It’s easy to understand why training professionals are passionate about the vital role that learning has to play in the success of organizations and the positive impact it can have on individuals. What is harder to understand, then, is why the majority of learning content produced today remains inaccessible to people with disabilities, excluding an estimated 12% to 26% of our learners (according to Jonathan Hassell’s book “Inclusive Design for Organisations”). Even the COVID-19 pandemic, which has highlighted the necessity of accessible digital learning in promoting fair and equal access to opportunity, has largely failed to change attitudes in our industry.
Busting a Common Myth About Accessible Learning Content
Why is this the case? One reason may be long-held misconceptions about accessible learning content. Perhaps the most common and damaging of these myths is that designing content that is accessible for disabled learners harms the learning experience for everyone else.
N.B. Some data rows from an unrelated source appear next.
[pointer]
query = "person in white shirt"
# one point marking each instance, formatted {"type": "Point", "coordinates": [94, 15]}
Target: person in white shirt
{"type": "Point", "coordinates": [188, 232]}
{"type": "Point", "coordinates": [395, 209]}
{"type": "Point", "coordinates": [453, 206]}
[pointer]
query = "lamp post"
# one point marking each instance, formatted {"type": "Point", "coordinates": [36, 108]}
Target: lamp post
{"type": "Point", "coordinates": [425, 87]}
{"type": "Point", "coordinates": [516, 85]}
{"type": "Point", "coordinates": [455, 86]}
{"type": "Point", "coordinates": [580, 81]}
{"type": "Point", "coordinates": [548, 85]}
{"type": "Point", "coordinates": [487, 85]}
This opinion is often based on the belief that accessible learning cannot be visually engaging, interactive or innovative.
Yet, as anyone who has created accessible learning content is aware, these assumptions are not true. For example, visually engaging resources can be accessible if they provide alternative text for any images used to add meaning (rather than for decoration). This text enables learners with visual impairments to have an equivalent learning experience.
Interactive resources can also be accessible as long as the interactions are accessible to learners who navigate using a keyboard and/or screen readers. Many eLearning interactions, such as multiple choice questions, are accessible, and interactions such as hotspots can be as well, if the equivalent information is provided in text. In addition, more and more authoring tools now provide alternatives for inaccessible interactions, such as ordering drop-downs instead of ordering drag-and-drops. Accessible design also has the benefit of making content authors think differently, often leading to more creative and innovative learning solutions.
But if it is true that well-designed, accessible learning content does not harm the experience for non-disabled learners, is it also true that it is better for everyone? My experience as an eLearning accessibility consultant suggests that it can. One part of my job is evaluating and auditing learning resources, and I’ve assessed a wide range of both accessible and inaccessible content. The evidence undoubtedly suggests that accessible learning content consistently provides a better experience for everyone. I believe this fact is primarily due to the fact that accessible design encourages eLearning practitioners to be more empathetic and considerate of all their learners’ needs.
Two Accessible Design Models
Two design models with particular relevance for learning and technology support this view. The first, universal design for learning (UDL), recognizes the “individualistic nature of learners and the need to accommodate such differences in order to produce effective learning experiences,” according to CAST (previously the Center for Applied Special Technology).
The second, inclusive design methodology, also supports the idea that taking the diverse needs of users into consideration benefits everyone — an idea often referred to as the “curb cut effect.” As explained in the Microsoft Inclusive Design Toolkit, “Everyone has abilities, and limits to those abilities. Designing for people with permanent disabilities actually results in designs that benefit people universally.” This statements highlights the idea that since we all have different abilities and needs, designing learning to accommodate people with disabilities helps to ensure that we make the experience inclusive and more effective for everyone.
Consider the many temporary and situational impairments experienced by learners, such as:
- Captions are essential for someone who is hard of hearing but are also useful for learners who accesses training videos on their commute to work.
- Transcripts are essential for people who are deaf and blind but are also useful for students who use them as study aids.
- Keyboard navigation is essential for someone who has Parkinson’s disease, which may make it impossible to use a mouse, but is also useful for someone with an injured wrist or repetitive strain injury (RSI).
- Alternative text is essential for a learner with a visual impairment who uses a screen reader but is also useful for someone working at home with slow broadband that doesn’t allow them to download images.
- Good color contrast is essential for someone with such as cataracts but is equally important for someone who is long-sighted and can’t find his or her reading glasses.
- Simple, clear instructions and consistent navigation are often essential for people with autism spectrum disorder (ASD), but they are also useful for someone working at home and/or in a distracting and stressful environment.
Other Benefits of Accessibility
But creating a better learning experience is far from the only advantage of accessible learning content. Other benefits include avoiding the legal risk of a lack of accessibility; serving the rapidly growing aging population and demonstrating an organization’s commitment to diversity, equity and inclusion (DEI).
Another crucial benefit for learning and development (L&D) businesses is the boost that accessibility credentials deliver to profits and market share. An increasing number of learning content and authoring tool providers are recognizing the business benefits of accessibility, with one market leader recently confirming to me, “Accessibility has a significant impact on our sales strategy, which in turn has enabled us to extend our market reach.”
“Building an equitable workplace” was identified as one of the five key trends for the future of learning in Training Industry’s 2021 trends report — yet a mere 36% of companies have a top-down commitment to creating accessible digital experiences. As L&D leaders, isn’t it time we did more to enable everyone to experience the benefits of accessible learning content?